Challenges: Satellites provide the most important data for longterm monitoring of the Arctic sea ice. Sea ice concentration and extent is perhaps the best-observed climate variable in the Arctic with four decades of systematic monitoring. However, there is a significant uncertainty in retrieval of quantitative data on sea ice concentration from microwave satellite data due to melt-ponds in the summer season. A main challenge is to improve and validate the retrieval algorithms for ice concentration and other variables, in particular in the summer season. To provide data on variables that cannot be observed from satellite (ice draft, deformation, ridges) it is important to develop and operate in situ and underice observing systems throughout the seasonal cycle and in different areas of the Arctic.

Results from INTAROS: Several new or improved satellite data products have been developed: high resolution sea ice concentration (SIC), thin sea ice thickness and sea ice type, i.e. the multiyear ice concentration, and sea ice displacement at large and at medium scale. The data products are available from https://www.seaice.uni-bremen.de/start/ and http://cersat.ifremer.fr. Examples are shown below.

Legend: Sea ice products derived from passive microwave data obtained on 16 October 2016: Left figure: ASI Sea ice concentration map. Center figure: multiyear ice concentration. Right figure: thickness of thin sea ice.

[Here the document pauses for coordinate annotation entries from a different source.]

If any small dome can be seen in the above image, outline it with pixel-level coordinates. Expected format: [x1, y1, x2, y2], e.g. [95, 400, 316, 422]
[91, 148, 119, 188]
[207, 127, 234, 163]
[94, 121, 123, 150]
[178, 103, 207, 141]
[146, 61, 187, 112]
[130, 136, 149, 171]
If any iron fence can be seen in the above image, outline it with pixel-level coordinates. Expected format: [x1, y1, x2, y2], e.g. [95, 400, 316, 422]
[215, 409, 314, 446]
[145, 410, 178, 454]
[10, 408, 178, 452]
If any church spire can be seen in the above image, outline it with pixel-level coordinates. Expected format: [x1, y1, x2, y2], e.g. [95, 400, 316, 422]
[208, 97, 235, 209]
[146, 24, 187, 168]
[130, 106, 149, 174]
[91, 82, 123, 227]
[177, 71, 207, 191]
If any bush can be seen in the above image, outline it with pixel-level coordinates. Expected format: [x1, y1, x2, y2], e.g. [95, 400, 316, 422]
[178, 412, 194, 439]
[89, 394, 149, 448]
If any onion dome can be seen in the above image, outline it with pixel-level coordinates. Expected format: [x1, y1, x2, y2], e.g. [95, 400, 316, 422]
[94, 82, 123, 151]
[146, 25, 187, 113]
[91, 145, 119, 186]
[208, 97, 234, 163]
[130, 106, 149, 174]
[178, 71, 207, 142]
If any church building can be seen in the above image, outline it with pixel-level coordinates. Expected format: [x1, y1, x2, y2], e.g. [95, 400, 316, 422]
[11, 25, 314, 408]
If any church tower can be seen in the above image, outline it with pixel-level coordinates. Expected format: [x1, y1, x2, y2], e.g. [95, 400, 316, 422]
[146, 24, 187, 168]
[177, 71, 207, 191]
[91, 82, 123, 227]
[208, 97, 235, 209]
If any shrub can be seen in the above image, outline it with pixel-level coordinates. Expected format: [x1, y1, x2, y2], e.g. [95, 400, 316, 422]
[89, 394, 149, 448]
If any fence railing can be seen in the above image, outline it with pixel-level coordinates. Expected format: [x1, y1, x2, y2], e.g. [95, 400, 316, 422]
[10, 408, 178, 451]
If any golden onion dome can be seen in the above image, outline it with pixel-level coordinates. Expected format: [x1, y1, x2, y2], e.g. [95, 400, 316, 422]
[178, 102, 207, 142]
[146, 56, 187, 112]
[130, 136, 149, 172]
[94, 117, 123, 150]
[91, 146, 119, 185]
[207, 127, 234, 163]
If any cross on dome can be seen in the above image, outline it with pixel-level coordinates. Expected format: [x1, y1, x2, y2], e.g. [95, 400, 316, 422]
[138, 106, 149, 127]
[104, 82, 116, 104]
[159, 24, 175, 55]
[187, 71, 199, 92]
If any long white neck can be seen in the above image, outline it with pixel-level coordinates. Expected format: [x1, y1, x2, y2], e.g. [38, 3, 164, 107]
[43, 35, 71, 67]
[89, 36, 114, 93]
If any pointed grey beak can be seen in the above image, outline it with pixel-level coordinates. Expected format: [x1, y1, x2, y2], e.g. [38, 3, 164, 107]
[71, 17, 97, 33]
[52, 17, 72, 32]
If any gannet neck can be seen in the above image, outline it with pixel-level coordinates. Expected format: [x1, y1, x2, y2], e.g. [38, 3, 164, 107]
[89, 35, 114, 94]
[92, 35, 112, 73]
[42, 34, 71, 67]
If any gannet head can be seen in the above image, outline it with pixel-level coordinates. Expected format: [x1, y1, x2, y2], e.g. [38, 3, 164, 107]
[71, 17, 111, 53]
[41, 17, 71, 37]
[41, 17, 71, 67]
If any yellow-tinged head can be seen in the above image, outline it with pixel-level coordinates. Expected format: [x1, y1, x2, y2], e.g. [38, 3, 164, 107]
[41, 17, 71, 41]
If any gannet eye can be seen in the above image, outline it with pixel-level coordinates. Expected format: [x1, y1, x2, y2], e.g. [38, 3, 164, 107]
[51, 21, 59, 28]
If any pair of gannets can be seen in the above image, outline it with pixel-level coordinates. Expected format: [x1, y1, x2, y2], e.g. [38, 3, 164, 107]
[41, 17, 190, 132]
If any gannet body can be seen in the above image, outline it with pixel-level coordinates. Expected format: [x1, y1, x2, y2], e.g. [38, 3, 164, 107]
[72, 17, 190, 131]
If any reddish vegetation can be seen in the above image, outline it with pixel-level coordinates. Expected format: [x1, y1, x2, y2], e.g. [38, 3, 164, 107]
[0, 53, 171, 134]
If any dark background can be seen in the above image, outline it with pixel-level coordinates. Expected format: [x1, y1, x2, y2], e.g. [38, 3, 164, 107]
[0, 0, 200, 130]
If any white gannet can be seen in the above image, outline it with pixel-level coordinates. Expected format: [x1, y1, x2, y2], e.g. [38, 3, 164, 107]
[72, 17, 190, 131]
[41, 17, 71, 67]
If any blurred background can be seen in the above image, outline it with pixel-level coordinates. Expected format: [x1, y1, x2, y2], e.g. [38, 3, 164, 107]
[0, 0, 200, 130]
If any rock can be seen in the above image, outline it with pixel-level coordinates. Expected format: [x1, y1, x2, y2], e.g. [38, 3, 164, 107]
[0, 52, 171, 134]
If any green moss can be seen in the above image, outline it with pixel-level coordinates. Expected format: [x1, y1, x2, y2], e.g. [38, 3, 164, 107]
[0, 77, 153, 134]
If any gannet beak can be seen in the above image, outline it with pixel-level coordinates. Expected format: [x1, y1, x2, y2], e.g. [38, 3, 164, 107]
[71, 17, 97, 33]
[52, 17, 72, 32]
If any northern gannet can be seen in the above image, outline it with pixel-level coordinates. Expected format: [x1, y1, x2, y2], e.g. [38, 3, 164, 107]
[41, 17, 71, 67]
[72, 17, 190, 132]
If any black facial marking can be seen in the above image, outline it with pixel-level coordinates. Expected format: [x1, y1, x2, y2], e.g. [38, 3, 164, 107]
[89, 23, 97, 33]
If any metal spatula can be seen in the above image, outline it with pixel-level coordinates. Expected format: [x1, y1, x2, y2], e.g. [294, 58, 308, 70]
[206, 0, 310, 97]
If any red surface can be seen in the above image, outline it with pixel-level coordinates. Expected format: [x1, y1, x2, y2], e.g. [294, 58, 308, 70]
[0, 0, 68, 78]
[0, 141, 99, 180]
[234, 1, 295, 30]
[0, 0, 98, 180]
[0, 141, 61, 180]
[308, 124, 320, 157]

During INTAROS, in-situ sea ice observations were collected in the framework of several international Arctic field campaigns (CHINARE, NABOS2018, CAATEX2019, MOSAiC). In those campaigns, up to 38 SIMBA buoys have been deployed in different regions in the Arctic Ocean and drifted with the ice floes mainly following the Beaufort Gyre and the Transpolar Drift. Ten of these buoys were managed by FMI under the INTAROS project. Data products obtained from the SIMBA buoys include snow and ice temperature profiles and thickness. These data are currently exploited in process studies focusing on sea ice thermodynamic, mass balance, surface energy budget, and in the development of routines to derive sea ice properties.

Legend: Left figure shows the trajectories of SIMBA buoys deploye din the period 2018-2020. Red: CHINARE2018 (11 buoys), green: NABOS2018 (5 buoys), blue: CAATEX2019 (2 buoys), light blue: MOSAiC2019 (leg1:15 buoys, not all of them are shown in the map) and red in the central Arctic: MOASiC2020 (leg5: 4 buoys). The center firgure show example of temperature profile data from a FMI SIMBA buoy. The temperature data are used to derive snow thickness and ice thickness through th eseasonal cycle fromSeptemebr 2018 to June 2019. The right figure shw the deployment of a SIMBA buoy.  Copyright: Bin Cheng, FMI.

Sea ice surface radiation budget was measured with the FMI broadband radiation station during the MOSAiC experiment from November 2019 until November 2020. The station included upward and downward facing pyranometers and pyrgeometers to measure the surface shortwave and longwave radiative budgets, as well as an upward facing sunshine pyranometer to measure the diffuse global radiation. The station was complementary to other similar stations installed on different surface types (first- and second-year ice, melt ponds, ridges, leads) to observe the sasonal surface evolution of the sea ice surface radiation budget. Drones were used to measure the surface albedo over sea ice, as they enable the characterization of the heterogeneity of the surface and the area-averaged measurement of the radiation fluxes. These measurements are being used to assess the spatial representativeness of the fixed-station measurements and to provide the ground-truth for the validation of models and satellite albedo products.

Legend: The FMI broadband radiation station was installed on the main ice floe of the MOSAiC experiment. It was operated throughout the expeiment. The photos to the left and in the centre are from leg 5 (Photo: R. Pirazzini, FMI). The photo to the right shows the SPECTRA drone equipped with upward and downward looking broadband and spectral radiometers (Photo: J. Rohde).